Let
- $(\Omega,\mathcal A)$ be a measurable space;
- $(\mathcal F_t)_{t\ge0}$ be a filtration on $(\Omega,\mathcal A)$;
- $\tau:\Omega\to[0,\infty]$ be an $(\mathcal F_t)_{t\ge0}$-stopping time on $(\Omega,\mathcal A)$, $$\mathcal G_{\tau-}:=\left\{A\cap\{t<\tau\}:A\in\mathcal F_t\text{ and }t\ge0\right\}$$ and $$\mathcal F_{\tau-}:=\sigma(\mathcal F_0\cup\mathcal G_{\tau-}).$$
Let $f:\Omega\to\mathbb R$ be $\mathcal F_{\tau-}$-measurable. Can we show that $1_{\{\:s\:<\:\tau\:\}}f$ is $\mathcal F_s$-measurable for all $s\ge0$?
Intuiteively, $\mathcal F_{\tau-}$ should contain all the information immediately before $\tau$. So, on the event $\{s<\tau\}$, we should have the information in $\mathcal F_s$.
But how can we prove this? Most probably (if at all) by a monotone class argument, but I'm failing to see this even for $f=1_A$ with $A\in\mathcal G_{\tau-}$.

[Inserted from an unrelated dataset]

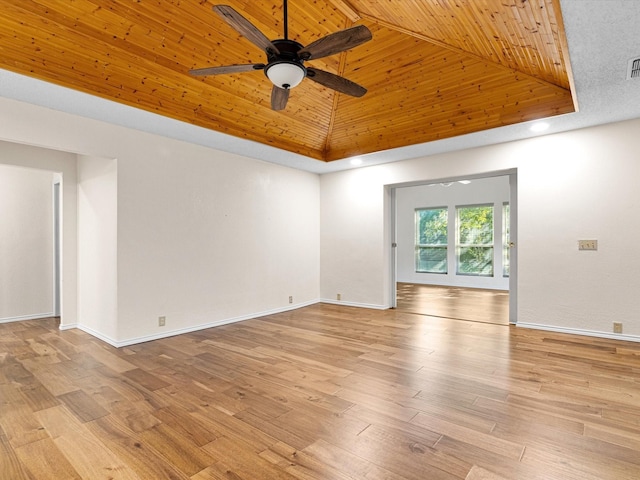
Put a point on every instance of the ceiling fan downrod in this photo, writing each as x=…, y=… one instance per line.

Please consider the following example. Let $\{\xi_n,n\ge 1\}$ be a sequence of independent non-degenerate random variables on probability space $(\Omega,\mathscr{F},\mathsf{P})$. For $t\ge 0$, set \begin{equation*} \mathscr{F}_t=\mathscr{F}_{[t]}=\sigma(\xi_i,1\le i\le t)\vee \mathscr{N}. \tag{1} \end{equation*} Taking stopping time $\tau=3$ then \begin{equation*} f=\xi_2\in \mathscr{F}_{\tau-}(=\mathscr{F}_{2}). \tag{2} \end{equation*}
Now, for $s=1$, \begin{equation*} 1_{s<\tau}f=1_{1<3}\xi_2=\xi_2\notin \mathscr{F}_1(=\mathscr{F}_s). \tag{3} \end{equation*} (3) means that, in this case, $1_{s<\tau}f$ is not $\mathscr{F}_s$-meausrable.